Seeking a new place in city politics, Stein personally lobbied council members for their votes in favor of his Harbor Commission appointment, seeking telephone conversations and meetings and attempting to ease concerns about his association with Riordan and his past accusations of misdeeds.
Some council allies, impressed with Stein’s intelligence and commitment, needed little convincing, and he calmed enough others to win. But he didn’t persuade them all. Galanter and Walters wouldn’t even return his calls.
“I thought it was wasting his time and mine,” Galanter said. “We take chances on a lot of commissioners that we don’t know well but this one has a track record. But he does have friends on this council.”
Among them: Councilman Rudy Svorinich Jr., who represents the San Pedro area. Svorinich said he asked the mayor to delay a news conference scheduled for Wednesday morning so that he wouldn’t miss the council meeting--and the confirmation vote. Riordan agreed.
“I look forward to working with Ted Stein at the Port of Los Angeles,” Svorinich said. “He’s known for his assertive management style, his can-do spirit. . . . I find his approach to solving problems refreshing.”
Stein is also viewed as a true mayoral ally who can be counted on to take on the tough issues--as he did at the airport, and as Riordan expects him to at the harbor.
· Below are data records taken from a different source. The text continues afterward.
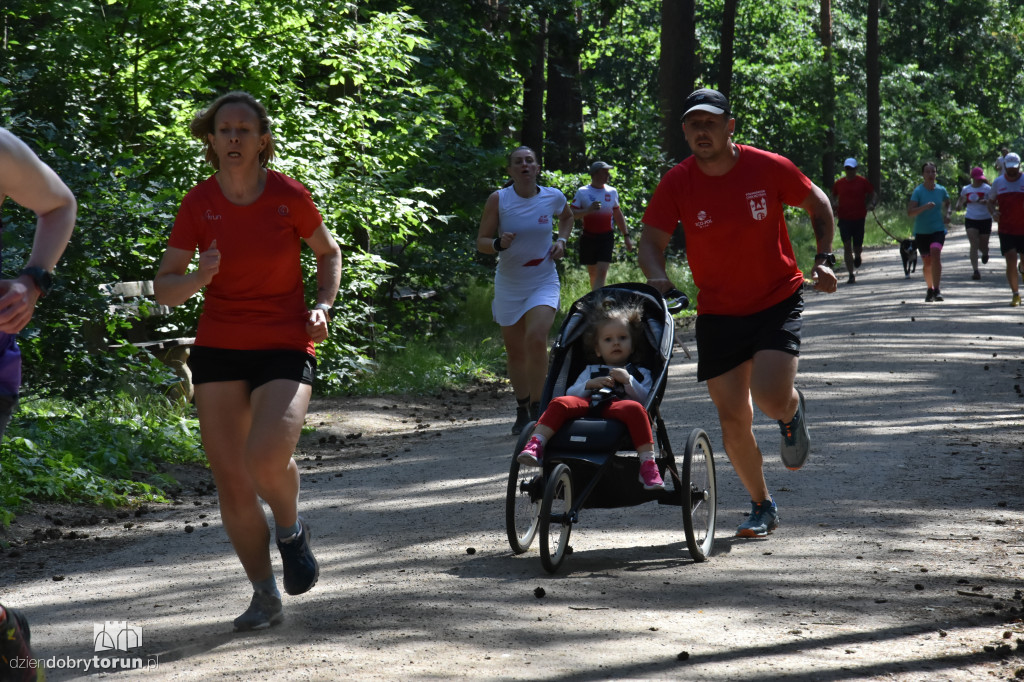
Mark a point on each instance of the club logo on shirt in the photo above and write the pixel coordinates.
(758, 201)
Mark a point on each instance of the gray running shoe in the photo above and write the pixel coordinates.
(301, 568)
(264, 610)
(796, 438)
(763, 519)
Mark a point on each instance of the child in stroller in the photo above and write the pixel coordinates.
(613, 387)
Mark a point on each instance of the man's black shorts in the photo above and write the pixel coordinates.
(925, 242)
(255, 367)
(852, 229)
(596, 248)
(725, 342)
(983, 226)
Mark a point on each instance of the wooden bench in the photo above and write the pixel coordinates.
(135, 301)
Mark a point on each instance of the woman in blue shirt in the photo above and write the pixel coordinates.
(929, 207)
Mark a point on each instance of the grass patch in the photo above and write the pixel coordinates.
(101, 452)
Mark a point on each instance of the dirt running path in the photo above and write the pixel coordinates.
(900, 554)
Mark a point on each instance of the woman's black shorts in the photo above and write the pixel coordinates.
(983, 226)
(925, 242)
(725, 342)
(596, 248)
(255, 367)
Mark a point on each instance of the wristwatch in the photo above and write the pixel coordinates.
(825, 258)
(42, 279)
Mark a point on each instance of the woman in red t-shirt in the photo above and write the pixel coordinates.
(253, 363)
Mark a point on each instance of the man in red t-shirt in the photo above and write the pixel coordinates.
(730, 199)
(1006, 203)
(853, 196)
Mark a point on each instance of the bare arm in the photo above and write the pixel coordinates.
(488, 227)
(620, 219)
(822, 222)
(913, 209)
(328, 280)
(565, 221)
(174, 285)
(32, 183)
(328, 264)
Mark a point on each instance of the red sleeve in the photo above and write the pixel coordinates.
(185, 231)
(307, 218)
(794, 185)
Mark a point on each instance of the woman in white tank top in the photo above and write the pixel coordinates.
(518, 224)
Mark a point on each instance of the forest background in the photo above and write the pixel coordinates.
(398, 117)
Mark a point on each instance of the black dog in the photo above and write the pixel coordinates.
(909, 255)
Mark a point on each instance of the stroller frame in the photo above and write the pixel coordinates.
(583, 455)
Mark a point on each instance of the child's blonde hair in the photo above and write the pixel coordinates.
(606, 308)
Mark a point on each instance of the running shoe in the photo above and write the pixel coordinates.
(532, 454)
(796, 438)
(763, 519)
(649, 476)
(301, 568)
(264, 610)
(16, 662)
(521, 419)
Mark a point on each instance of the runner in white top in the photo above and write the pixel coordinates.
(977, 219)
(517, 223)
(597, 204)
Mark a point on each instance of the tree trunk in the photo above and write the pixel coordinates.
(532, 96)
(726, 55)
(676, 69)
(564, 141)
(873, 70)
(828, 105)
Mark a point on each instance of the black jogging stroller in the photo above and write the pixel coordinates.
(584, 465)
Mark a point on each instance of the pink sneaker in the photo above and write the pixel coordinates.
(531, 454)
(649, 476)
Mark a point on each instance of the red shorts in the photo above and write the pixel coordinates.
(629, 412)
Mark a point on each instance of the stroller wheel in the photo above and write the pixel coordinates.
(522, 505)
(555, 522)
(699, 496)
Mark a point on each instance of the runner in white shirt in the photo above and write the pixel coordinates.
(597, 204)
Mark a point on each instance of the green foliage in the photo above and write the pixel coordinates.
(397, 117)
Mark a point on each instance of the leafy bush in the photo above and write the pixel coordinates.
(105, 453)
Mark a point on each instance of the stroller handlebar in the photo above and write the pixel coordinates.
(676, 300)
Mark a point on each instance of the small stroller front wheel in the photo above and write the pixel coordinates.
(556, 523)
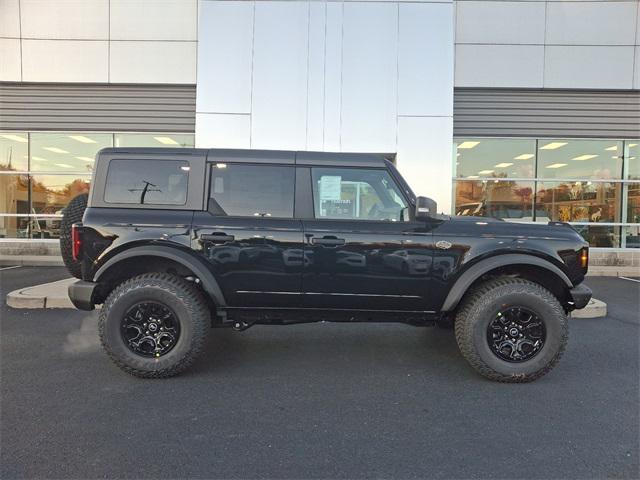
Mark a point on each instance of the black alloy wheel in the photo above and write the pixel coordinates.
(150, 329)
(516, 334)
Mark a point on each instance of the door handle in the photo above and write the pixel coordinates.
(329, 241)
(217, 237)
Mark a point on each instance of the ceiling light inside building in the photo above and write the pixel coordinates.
(553, 145)
(166, 140)
(82, 139)
(18, 138)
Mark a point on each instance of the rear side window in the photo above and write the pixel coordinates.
(144, 182)
(251, 190)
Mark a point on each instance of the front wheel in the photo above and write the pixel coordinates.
(154, 325)
(511, 330)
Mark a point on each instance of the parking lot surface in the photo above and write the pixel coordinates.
(315, 401)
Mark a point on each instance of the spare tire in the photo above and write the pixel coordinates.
(71, 214)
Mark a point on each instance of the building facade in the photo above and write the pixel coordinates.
(524, 110)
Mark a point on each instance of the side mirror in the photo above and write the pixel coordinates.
(425, 208)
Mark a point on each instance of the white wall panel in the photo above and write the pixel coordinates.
(65, 19)
(591, 23)
(65, 61)
(9, 18)
(425, 150)
(222, 130)
(224, 57)
(369, 77)
(153, 19)
(425, 59)
(9, 60)
(499, 66)
(333, 76)
(588, 67)
(153, 62)
(500, 22)
(279, 109)
(315, 85)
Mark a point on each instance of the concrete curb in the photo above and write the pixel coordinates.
(54, 295)
(47, 295)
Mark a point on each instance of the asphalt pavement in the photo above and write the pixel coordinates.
(315, 401)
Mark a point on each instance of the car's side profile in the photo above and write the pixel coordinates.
(174, 241)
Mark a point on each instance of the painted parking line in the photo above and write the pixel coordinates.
(630, 279)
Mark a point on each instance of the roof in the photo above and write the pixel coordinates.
(263, 156)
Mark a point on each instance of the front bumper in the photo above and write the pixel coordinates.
(81, 294)
(580, 296)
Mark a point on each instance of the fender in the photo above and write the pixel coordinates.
(479, 269)
(209, 283)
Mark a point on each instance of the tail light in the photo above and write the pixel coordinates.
(584, 257)
(76, 241)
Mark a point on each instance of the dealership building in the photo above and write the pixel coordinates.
(523, 110)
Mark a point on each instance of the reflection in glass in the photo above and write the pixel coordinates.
(632, 158)
(154, 140)
(66, 152)
(495, 198)
(600, 235)
(579, 201)
(587, 159)
(14, 151)
(495, 158)
(631, 236)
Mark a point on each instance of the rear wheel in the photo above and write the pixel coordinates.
(154, 325)
(71, 214)
(511, 330)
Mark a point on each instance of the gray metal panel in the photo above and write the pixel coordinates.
(97, 107)
(498, 112)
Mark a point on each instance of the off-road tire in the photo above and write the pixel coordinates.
(484, 302)
(71, 214)
(182, 297)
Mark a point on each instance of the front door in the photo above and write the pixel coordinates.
(362, 250)
(249, 236)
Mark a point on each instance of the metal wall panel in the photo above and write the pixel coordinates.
(97, 107)
(546, 113)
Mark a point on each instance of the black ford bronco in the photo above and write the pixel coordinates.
(172, 242)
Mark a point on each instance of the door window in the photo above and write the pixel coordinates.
(251, 190)
(357, 194)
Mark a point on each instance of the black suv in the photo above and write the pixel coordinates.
(174, 241)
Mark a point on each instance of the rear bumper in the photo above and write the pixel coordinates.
(81, 294)
(580, 296)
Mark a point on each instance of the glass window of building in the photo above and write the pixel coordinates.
(154, 140)
(66, 152)
(495, 158)
(632, 159)
(580, 201)
(580, 159)
(495, 198)
(14, 151)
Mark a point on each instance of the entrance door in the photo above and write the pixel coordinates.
(362, 250)
(249, 236)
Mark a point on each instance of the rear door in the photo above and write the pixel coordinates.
(362, 248)
(248, 233)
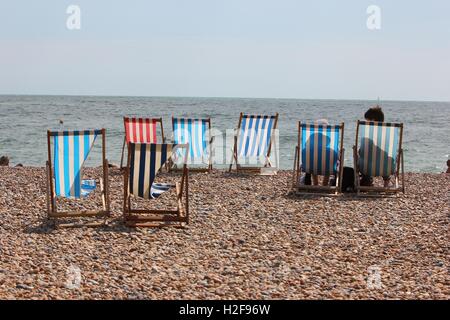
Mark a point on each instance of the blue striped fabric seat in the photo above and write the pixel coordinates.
(379, 143)
(319, 148)
(254, 135)
(71, 149)
(146, 159)
(194, 132)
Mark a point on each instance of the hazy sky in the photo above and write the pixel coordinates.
(239, 48)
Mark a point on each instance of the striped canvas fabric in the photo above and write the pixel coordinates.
(378, 148)
(319, 148)
(146, 160)
(192, 131)
(254, 135)
(140, 130)
(71, 149)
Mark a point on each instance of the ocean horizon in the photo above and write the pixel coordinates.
(24, 120)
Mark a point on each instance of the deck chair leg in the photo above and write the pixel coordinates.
(123, 152)
(403, 173)
(356, 170)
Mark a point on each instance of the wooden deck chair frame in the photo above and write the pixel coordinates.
(172, 166)
(178, 217)
(399, 162)
(158, 120)
(235, 158)
(317, 190)
(52, 209)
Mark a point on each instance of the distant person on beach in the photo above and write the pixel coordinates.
(373, 114)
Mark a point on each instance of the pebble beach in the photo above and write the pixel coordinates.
(247, 239)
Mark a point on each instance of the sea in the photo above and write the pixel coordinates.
(25, 119)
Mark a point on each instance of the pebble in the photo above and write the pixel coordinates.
(257, 243)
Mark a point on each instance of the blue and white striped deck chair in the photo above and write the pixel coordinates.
(319, 152)
(253, 141)
(379, 154)
(144, 162)
(197, 133)
(64, 170)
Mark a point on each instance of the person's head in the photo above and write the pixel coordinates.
(374, 114)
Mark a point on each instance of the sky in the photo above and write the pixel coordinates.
(227, 48)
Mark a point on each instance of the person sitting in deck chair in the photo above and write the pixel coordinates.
(373, 114)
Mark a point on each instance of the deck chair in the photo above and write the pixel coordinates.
(141, 130)
(65, 178)
(253, 140)
(379, 154)
(319, 152)
(144, 162)
(197, 133)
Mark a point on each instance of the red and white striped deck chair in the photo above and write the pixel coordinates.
(141, 130)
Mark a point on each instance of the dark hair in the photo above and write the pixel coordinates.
(374, 114)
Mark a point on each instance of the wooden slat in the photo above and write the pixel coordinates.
(78, 214)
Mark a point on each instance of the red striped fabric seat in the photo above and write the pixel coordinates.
(140, 130)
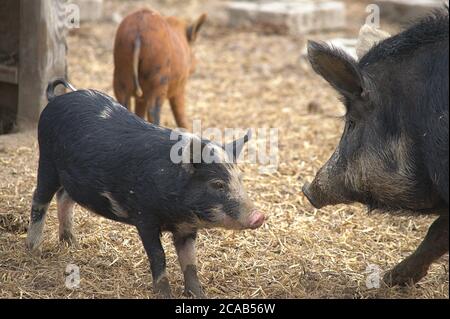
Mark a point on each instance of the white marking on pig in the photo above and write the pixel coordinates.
(115, 207)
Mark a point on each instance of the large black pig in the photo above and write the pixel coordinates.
(393, 154)
(96, 153)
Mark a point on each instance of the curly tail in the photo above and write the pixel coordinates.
(136, 54)
(52, 85)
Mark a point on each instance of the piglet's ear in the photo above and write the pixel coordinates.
(193, 29)
(235, 148)
(337, 67)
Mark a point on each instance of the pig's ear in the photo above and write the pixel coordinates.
(337, 67)
(234, 149)
(193, 155)
(193, 29)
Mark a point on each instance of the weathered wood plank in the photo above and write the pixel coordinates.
(42, 54)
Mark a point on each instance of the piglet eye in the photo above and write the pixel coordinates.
(219, 185)
(351, 124)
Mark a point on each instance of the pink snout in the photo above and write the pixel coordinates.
(256, 220)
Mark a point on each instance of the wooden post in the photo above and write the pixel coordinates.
(42, 54)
“No question that at the airport, the harbor and the DWP . . . they’re all in and of themselves comparable to major corporations,” said Noelia Rodriguez, the mayor’s spokeswoman. “You need to have able, tough-minded decision-makers in those key roles so they can be the visionaries not just for their terms but for the terms thereafter.”
To Stein’s critics, however, that is exactly the legacy they worry about.
“Look,” said one lawmaker who voted for Stein, “it’s about money and contracts at these proprietary agencies. It’s patronage.”
Councilman Mike Feuer, who dissented along with Galanter and Walters, said the Hubbell incident showed “extremely poor judgment” by Stein. In that embarrassing case for the city, Stein was accused of improperly hiring the controversial Washington lobbyist and then submitting late payment requests after Hubbell had been indicted.
“I think that Mr. Stein is very sharp, and I think he cares about the city,” Feuer said. “But I think that city commissioners need to exercise exemplary judgment.”
Galanter went further, citing a litany of problems at the airport when Stein was there. She said that the former Airport Commission president helped to single-handedly dissolve relationships between the city and the airlines and that he changed commission meetings to purposefully coincide with City Council meetings.
“He completely upstaged me as the wicked witch of the west,” Galanter said.